Lancée en 2015 à Londres, la marque de prêt-à-porter Raey n’a pas attendu le boom de la mode durable pour faire connaître son engagement en faveur d’un impact écologique et social réduit. Utilisation de fibres recyclés, recours à des fabricants en circuit fermé, choix de matériaux écologiquement responsables… Le label britannique coche toutes les cases de la mode circulaire, qui fait aujourd’hui de la traçabilité l’un des nombreux fondements de son système.
Vers un label national de la mode circulaire ?
« Pouvoir permettre de tracer la provenance d’un vêtement, savoir qui l’a cousu, qui l’a créé, est clairement un argument marketing important, qui permet enfin de donner aux consommateurs une information claire sur ce qu’ils achètent », confirme Camille Greco. De l’autre côté des Alpes, la maison italienne Zegna (photographie à la une, ndlr) vient ainsi de s’engager pour « un cachemire entièrement traçable d’ici 2024 ». « Nous continuons de renforcer notre engagement en faveur d’un approvisionnement responsable », explique la griffe dans son communiqué de presse, précisant qu’un QR code a été inclus dans l’ensemble de ses vêtements pour « décrire le parcours intégral de la collection cachemire. »
Y aura-t-il bientôt un label commun à toutes ces initiatives ? C’est ce que souhaite la Fédération de la Mode Circulaire, qui espère que l’État français prendra un jour la décision de créer un label national de la mode circulaire.

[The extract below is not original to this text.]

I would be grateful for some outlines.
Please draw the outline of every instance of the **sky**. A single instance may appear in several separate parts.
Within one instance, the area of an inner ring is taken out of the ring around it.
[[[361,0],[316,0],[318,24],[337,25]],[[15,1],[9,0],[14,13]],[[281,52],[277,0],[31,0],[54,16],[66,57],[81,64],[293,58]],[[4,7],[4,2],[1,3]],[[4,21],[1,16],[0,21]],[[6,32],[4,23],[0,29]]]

En attendant, c’est vers les commerçants qu’il faudra se tourner pour trouver la perle rare. À l’instar des Galeries Lafayette, qui, depuis 2018 et via la dénomination « GO FOR GOOD », met en avant dans ses magasins une sélection de produits plus responsables. Le groupe a depuis ouvert un espace dédié à la seconde main dans son adresse du boulevard Haussmann à Paris, un espace de réparation aux Galeries Lafayette d’Annecy, ainsi qu’un service de revente actuellement en test dans cinq des magasins de son réseau. De quoi ouvrir au plus grand nombre les portes de la mode circulaire.